I respectfully dissent.

. The record reflects that Illinois Central possessed information in 2004 that seriously inculpated either Guy's and Brock’s clients or Guy and Brock themselves in fraudulent conduct directed towards Illinois Central. First, Illinois Central learned in early 2004 that Turner, Harried, and another Eakins plaintiff, Fred Tyler, had all failed to disclose their prior participation in the Cosey litigation. Second, in June 2004, Illinois Central informed the Mississippi court that it had concerns about "systemic problems” regarding disclosures (or lack thereof) made by the Eakins plaintiffs. Third, despite Guy’s and Brock’s March 29, 2004 agreement to provide Illinois Central with their procedures for ensuring that their clients reported accurate information, Guy and Brock never delivered said procedures. Fourth, Guy and Brock prematurely terminated Illinois Central’s August 27, 2004 deposition of Tyler before Illinois Central could inquire about Tyler’s non-disclosure of his connection to Cosey. The foregoing facts, taken collectively, demonstrate that Illinois Central was on notice in 2004 that a cause of action potentially existed against Guy and Brock. See also Spann, 987 So.2d at 450 (“The would-be plaintiff need not have become absolutely certain that he had a cause of action; he need merely be on notice — or should be — that he should carefully investigate the materials that suggest that a cause of action probably or potentially exists.” (quoting First Trust Nat’l Ass’n v. First Nat'l Bank of Commerce, 220 F.3d 331, 336-37 (5th Cir.2000))). Even the majority opinion observes: ”[a]rguably, Guy and Brock’s failure to supply the promised letter describing their procedures and their refusal to allow Illinois Central’s attorneys to complete Tyler’s deposition should have raised suspicion that Guy and Brock were concealing wrongdoing.”

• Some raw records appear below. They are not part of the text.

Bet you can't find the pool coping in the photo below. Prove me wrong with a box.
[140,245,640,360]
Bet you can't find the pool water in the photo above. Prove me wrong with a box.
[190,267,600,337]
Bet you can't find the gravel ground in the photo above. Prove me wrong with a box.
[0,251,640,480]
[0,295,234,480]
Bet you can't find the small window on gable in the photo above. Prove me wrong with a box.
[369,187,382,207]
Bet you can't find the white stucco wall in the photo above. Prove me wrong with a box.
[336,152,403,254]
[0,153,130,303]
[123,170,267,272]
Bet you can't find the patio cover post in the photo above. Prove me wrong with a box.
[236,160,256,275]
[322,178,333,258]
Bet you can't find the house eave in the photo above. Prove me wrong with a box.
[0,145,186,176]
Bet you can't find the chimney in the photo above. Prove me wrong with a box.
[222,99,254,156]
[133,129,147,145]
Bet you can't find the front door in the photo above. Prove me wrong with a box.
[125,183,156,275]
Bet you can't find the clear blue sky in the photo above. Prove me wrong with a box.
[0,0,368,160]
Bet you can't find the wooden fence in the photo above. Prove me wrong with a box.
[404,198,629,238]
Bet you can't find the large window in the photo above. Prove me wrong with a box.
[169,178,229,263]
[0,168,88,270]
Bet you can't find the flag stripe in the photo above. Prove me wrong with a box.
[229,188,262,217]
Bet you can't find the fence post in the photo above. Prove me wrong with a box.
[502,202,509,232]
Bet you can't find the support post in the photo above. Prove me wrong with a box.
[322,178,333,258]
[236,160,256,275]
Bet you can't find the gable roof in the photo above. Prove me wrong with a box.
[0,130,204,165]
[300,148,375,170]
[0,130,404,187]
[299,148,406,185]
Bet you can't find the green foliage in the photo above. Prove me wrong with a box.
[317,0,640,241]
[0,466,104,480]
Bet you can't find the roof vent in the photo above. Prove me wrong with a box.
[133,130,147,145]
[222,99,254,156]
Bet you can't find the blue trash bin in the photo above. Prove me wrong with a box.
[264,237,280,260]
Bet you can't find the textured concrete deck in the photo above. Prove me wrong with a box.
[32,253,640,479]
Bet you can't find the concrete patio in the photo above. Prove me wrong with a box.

. Assuming Illinois Central truly did not suspect Guy and Brock of wrongdoing until it deposed Harried on May 15, 2007, as it alleges, Illinois Central’s subjective viewpoint is irrelevant for the purposes of our tolling inquiry. "The proper test is whether a reasonable person similarly situated would have discovered potential claims.” Whitaker v. Limeco Corp., 32 So.3d 429, 436 (Miss.2010) (citation and internal quotation marks omitted). Given the facts discussed in footnote 2, supra, Illinois Central’s failure to suspect Guy and Brock of wrongdoing in 2004 was objectively unreasonable.